My question is where did their authority to issue rank actually come from, and what connection other than Moore's year or so in Korea do they actually have to Jidokwan? The answer is they have no authority to do so, and there is no connection. If Robert Moore was only a 3rd Dan, how can his student and his grand-student be promoted higher than he is? There are only two possibilities...
- They promoted themselves
- They received rank from a generic Karate organization, like USKA
Let's continue giving them the benefit of the doubt and say they were promoted by a generic karate organization like the USKA and didn't just promote themselves to whatever rank they saw fit. Rank issued by such an organization is not the same as official rank from a recognized style, and does not give one the right to say that rank has been earned in a specific system. It doesn't matter if twenty 8th Dans and higher from Shotokan, Goju Ryu and Taekwondo came together, they can't issue even a yellow belt in Judo. The same is true for organization rank. Unless the person signing the certificate also belongs to the particular style you are claiming, and they are high enough rank to have the authority to issue such rank, it's just not the same. To be promoted by such means and then claim your rank is in a particular style, such as Jidokwan, would be fraud. The only organization that can issue Jidokwan rank is the official Jidokwan headquarters in Korea.

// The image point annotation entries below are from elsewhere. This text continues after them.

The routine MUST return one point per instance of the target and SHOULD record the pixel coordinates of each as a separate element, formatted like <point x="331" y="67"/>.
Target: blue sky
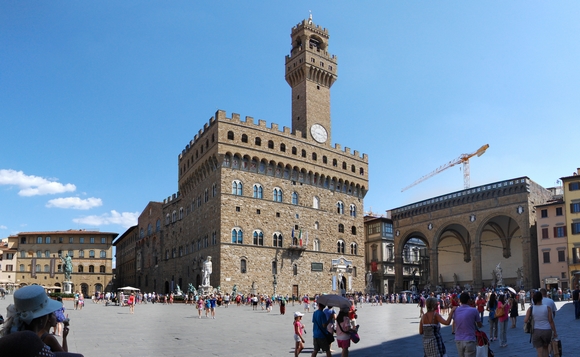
<point x="98" y="98"/>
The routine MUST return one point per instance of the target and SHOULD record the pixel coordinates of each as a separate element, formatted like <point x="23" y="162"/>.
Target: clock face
<point x="318" y="133"/>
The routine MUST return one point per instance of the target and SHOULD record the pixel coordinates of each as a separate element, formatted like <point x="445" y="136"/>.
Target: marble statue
<point x="206" y="271"/>
<point x="67" y="267"/>
<point x="498" y="273"/>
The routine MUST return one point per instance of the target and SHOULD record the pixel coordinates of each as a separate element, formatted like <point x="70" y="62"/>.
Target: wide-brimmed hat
<point x="32" y="302"/>
<point x="28" y="344"/>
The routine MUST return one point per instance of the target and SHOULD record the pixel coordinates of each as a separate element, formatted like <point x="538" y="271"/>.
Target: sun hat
<point x="31" y="302"/>
<point x="28" y="344"/>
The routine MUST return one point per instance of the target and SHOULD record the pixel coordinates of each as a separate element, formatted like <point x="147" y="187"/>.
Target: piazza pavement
<point x="175" y="330"/>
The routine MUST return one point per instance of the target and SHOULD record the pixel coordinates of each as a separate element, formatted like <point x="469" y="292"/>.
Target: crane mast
<point x="462" y="159"/>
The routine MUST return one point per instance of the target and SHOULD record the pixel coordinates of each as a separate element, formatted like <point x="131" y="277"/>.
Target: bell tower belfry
<point x="311" y="71"/>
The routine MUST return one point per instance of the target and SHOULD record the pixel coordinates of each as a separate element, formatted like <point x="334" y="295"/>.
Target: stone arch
<point x="501" y="238"/>
<point x="451" y="242"/>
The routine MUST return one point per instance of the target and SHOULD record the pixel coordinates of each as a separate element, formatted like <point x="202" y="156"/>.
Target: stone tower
<point x="311" y="71"/>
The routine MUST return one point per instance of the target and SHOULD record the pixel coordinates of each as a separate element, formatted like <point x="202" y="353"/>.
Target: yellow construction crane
<point x="463" y="159"/>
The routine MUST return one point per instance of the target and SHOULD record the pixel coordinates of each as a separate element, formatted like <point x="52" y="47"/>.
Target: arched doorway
<point x="454" y="264"/>
<point x="501" y="244"/>
<point x="412" y="263"/>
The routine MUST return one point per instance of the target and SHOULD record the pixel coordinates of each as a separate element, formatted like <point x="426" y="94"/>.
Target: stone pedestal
<point x="67" y="287"/>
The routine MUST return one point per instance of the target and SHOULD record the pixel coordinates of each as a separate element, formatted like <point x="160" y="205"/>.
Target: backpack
<point x="499" y="311"/>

So where does the confusion come from? When I took over the AJA in 2017 and began publicly promoting the organization, people began asking about its history. I'll admit that the information I and my instructor, Steven Hatfield, had at the time was limited. He had inherited an art called "American Jidokwan Taekwondo" from his step-father William Sirbaugh, who had mentioned training with people like Fuzy and Herrington. Unfortunately, that was the extent of the information we had and so we compiled a history based on what we knew. Over time, we have continued our research and made changes in order to correct whatever errors were written as we do not want to promote a false history of our organization.

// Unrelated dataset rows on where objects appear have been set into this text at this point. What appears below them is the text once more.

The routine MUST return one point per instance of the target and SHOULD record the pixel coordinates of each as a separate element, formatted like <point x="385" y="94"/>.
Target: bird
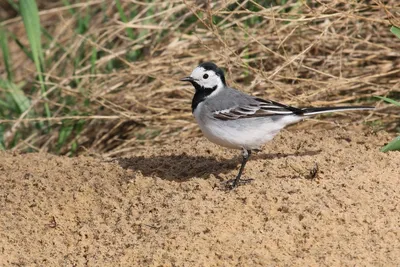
<point x="236" y="120"/>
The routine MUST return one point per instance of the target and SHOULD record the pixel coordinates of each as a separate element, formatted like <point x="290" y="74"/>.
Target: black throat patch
<point x="201" y="94"/>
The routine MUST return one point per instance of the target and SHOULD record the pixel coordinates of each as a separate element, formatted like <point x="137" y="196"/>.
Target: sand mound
<point x="164" y="206"/>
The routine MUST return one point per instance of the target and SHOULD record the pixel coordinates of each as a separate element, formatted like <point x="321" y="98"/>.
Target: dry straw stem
<point x="313" y="53"/>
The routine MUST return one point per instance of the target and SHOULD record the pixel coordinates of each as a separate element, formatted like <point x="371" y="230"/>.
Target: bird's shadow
<point x="184" y="167"/>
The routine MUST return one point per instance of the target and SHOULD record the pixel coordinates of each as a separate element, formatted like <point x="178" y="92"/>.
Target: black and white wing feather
<point x="256" y="107"/>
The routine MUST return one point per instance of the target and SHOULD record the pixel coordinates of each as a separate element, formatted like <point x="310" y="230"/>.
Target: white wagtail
<point x="233" y="119"/>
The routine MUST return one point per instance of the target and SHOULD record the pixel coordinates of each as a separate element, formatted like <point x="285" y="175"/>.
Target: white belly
<point x="248" y="133"/>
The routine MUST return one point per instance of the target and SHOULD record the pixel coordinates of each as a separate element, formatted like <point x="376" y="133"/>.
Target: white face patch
<point x="206" y="78"/>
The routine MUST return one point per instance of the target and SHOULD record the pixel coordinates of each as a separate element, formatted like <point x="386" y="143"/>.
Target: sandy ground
<point x="165" y="206"/>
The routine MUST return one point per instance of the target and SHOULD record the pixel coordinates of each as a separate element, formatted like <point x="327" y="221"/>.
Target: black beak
<point x="187" y="79"/>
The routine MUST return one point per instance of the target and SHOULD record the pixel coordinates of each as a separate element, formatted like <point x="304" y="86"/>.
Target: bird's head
<point x="206" y="76"/>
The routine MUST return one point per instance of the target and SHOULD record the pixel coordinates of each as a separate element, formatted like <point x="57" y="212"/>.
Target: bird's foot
<point x="234" y="183"/>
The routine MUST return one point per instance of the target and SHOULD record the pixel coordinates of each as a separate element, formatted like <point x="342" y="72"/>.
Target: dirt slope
<point x="164" y="206"/>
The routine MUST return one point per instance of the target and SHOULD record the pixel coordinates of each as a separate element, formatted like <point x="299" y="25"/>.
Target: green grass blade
<point x="389" y="100"/>
<point x="30" y="17"/>
<point x="6" y="52"/>
<point x="393" y="145"/>
<point x="17" y="95"/>
<point x="395" y="31"/>
<point x="124" y="19"/>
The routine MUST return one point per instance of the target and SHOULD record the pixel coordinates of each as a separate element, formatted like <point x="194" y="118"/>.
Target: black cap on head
<point x="212" y="66"/>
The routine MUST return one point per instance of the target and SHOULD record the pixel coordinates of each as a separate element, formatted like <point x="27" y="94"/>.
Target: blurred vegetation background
<point x="102" y="77"/>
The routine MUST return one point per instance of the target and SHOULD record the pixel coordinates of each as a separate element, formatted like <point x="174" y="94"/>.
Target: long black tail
<point x="315" y="111"/>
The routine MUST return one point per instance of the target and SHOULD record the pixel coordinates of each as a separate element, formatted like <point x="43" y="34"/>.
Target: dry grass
<point x="312" y="53"/>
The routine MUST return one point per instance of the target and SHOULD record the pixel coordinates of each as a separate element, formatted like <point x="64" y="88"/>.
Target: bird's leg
<point x="237" y="181"/>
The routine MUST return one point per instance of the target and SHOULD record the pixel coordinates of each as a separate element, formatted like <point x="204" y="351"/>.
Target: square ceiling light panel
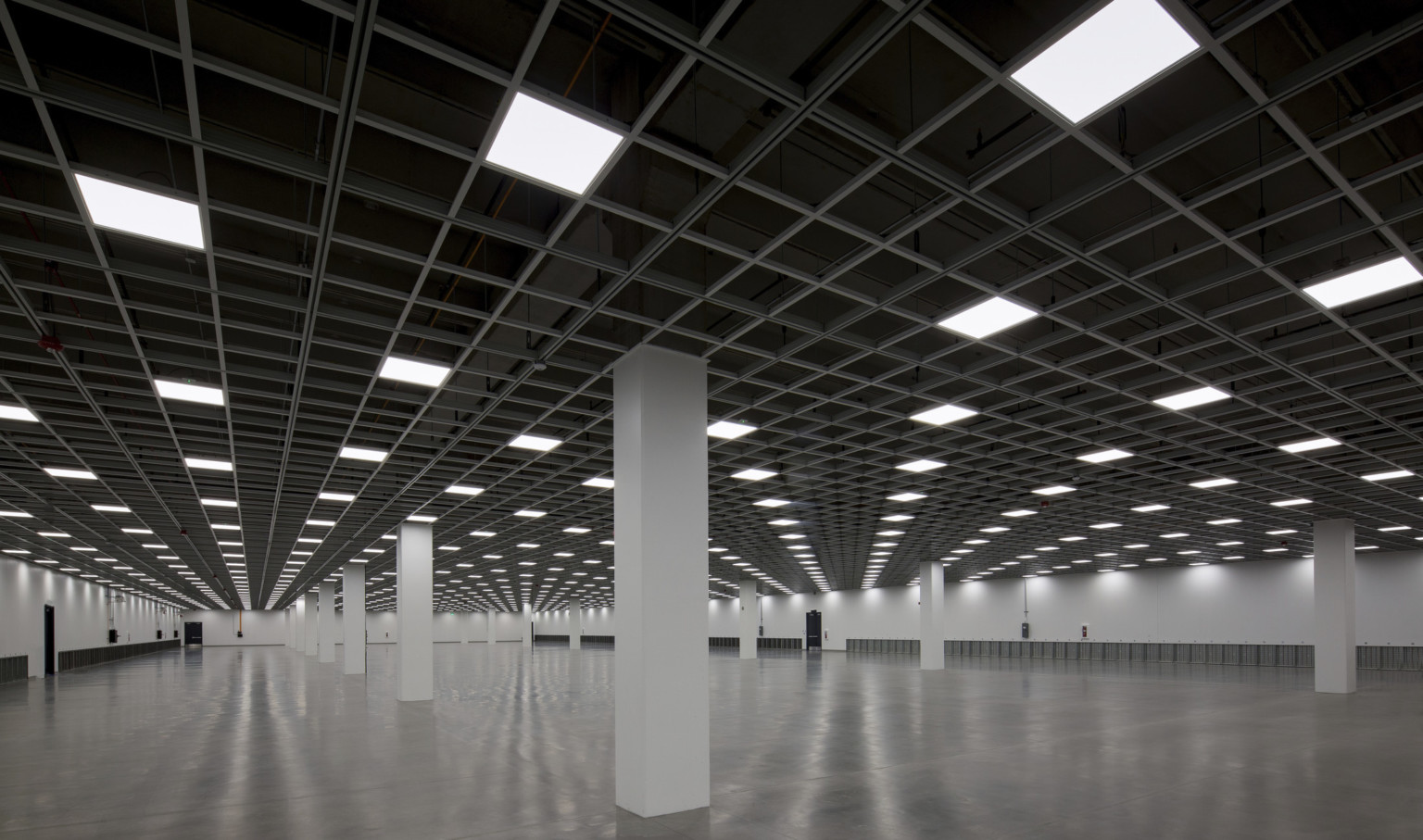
<point x="551" y="145"/>
<point x="1103" y="456"/>
<point x="413" y="372"/>
<point x="753" y="474"/>
<point x="729" y="431"/>
<point x="18" y="413"/>
<point x="1308" y="445"/>
<point x="188" y="392"/>
<point x="141" y="212"/>
<point x="67" y="473"/>
<point x="941" y="415"/>
<point x="1192" y="399"/>
<point x="535" y="443"/>
<point x="990" y="317"/>
<point x="1114" y="52"/>
<point x="1365" y="282"/>
<point x="363" y="455"/>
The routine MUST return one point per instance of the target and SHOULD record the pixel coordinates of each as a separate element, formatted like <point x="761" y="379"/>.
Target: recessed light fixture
<point x="941" y="415"/>
<point x="1103" y="456"/>
<point x="363" y="455"/>
<point x="1191" y="399"/>
<point x="1117" y="50"/>
<point x="551" y="145"/>
<point x="753" y="474"/>
<point x="1303" y="445"/>
<point x="921" y="466"/>
<point x="1365" y="282"/>
<point x="18" y="413"/>
<point x="413" y="372"/>
<point x="67" y="473"/>
<point x="141" y="212"/>
<point x="1388" y="476"/>
<point x="188" y="392"/>
<point x="988" y="318"/>
<point x="534" y="442"/>
<point x="905" y="497"/>
<point x="729" y="431"/>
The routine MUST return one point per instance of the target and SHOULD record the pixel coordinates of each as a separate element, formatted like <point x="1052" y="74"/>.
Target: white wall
<point x="597" y="622"/>
<point x="1250" y="603"/>
<point x="1389" y="596"/>
<point x="259" y="627"/>
<point x="80" y="615"/>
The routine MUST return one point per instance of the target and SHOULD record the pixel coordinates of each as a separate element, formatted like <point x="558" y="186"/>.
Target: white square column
<point x="931" y="615"/>
<point x="575" y="624"/>
<point x="328" y="627"/>
<point x="750" y="617"/>
<point x="662" y="729"/>
<point x="312" y="612"/>
<point x="1335" y="652"/>
<point x="414" y="612"/>
<point x="353" y="618"/>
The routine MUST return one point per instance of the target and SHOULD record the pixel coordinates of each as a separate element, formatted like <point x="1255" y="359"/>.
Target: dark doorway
<point x="48" y="640"/>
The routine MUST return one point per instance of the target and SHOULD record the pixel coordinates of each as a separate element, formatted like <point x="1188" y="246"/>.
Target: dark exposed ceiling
<point x="810" y="187"/>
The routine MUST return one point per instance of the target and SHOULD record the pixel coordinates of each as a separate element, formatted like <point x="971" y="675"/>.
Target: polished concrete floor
<point x="265" y="742"/>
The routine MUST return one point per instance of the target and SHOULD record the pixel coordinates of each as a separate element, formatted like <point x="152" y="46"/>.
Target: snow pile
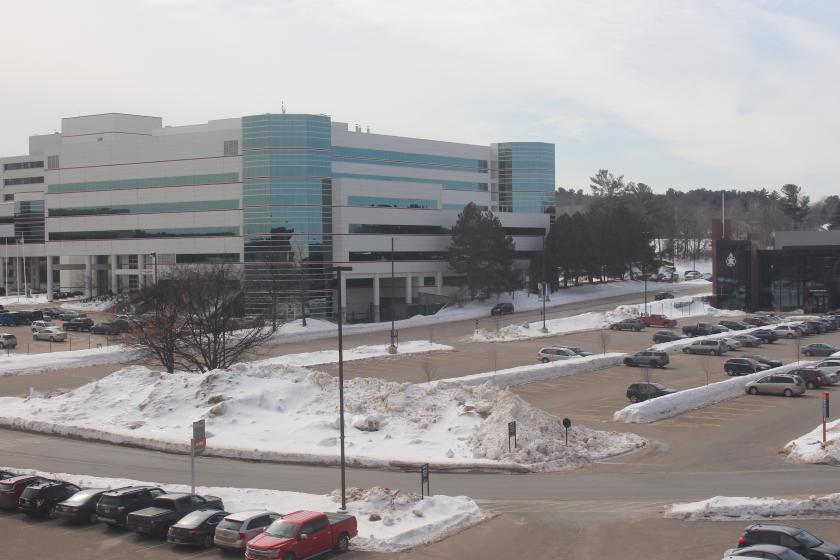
<point x="809" y="448"/>
<point x="538" y="372"/>
<point x="724" y="508"/>
<point x="388" y="520"/>
<point x="21" y="364"/>
<point x="387" y="424"/>
<point x="680" y="402"/>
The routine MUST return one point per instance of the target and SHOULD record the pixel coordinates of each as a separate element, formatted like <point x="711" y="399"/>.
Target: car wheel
<point x="343" y="543"/>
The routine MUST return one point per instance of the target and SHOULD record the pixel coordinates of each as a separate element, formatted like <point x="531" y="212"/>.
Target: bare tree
<point x="193" y="320"/>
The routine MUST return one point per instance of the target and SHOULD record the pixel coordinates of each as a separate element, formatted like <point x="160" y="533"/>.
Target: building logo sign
<point x="730" y="261"/>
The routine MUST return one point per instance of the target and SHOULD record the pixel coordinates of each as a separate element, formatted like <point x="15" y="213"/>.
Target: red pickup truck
<point x="658" y="321"/>
<point x="303" y="534"/>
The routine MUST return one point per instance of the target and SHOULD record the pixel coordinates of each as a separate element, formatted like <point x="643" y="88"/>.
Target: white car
<point x="552" y="354"/>
<point x="41" y="325"/>
<point x="53" y="334"/>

One of those changes was that we initially thought Sirbaugh had collaborated with Fuzy in the development of American Jidokwan, and the two had split into both Taekwondo and Karate factions. We later learned that this was not the case, that Sirbaugh was most likely a student of Herrington in the late 60s for only a brief period of time, which has been verified by Herrington's daughter stating that Sirbaugh was a "very familiar name" in their household (click here). How and why he chose the name American Jidokwan Taekwondo for his art (which has since been renamed American Jidokwan Tang Soo Do) can only be speculated, but we've made sure to continually publish only the most accurate information we have available at the time.
Special thanks to Ed Mathna and the webmaster for American Jidokwan Karate for publicly providing the biographies and information regarding the ranks held by Robert Moore, Curtis Herrington and E.A. Fuzy, and other information needed to make this article possible.
Tang Soo Do is a generic term, like the word Karate. As Fuzy's organization sometimes uses Kong Soo Do instead of Karate for his American Jidokwan, we did not want to use the same name when reclassifying Sirbaugh's art yet wanted to highlight the fact it was based on Okinawan and Japanese karate rather than what modern Jidokwan Taekwondo has evolved into. Another reason we chose the name Tang Soo Do was that Sirbaugh did have verified training in Moo Duk Kwan while stationed in Korea, and for a time the Moo Duk Kwan and Jidokwan were connected.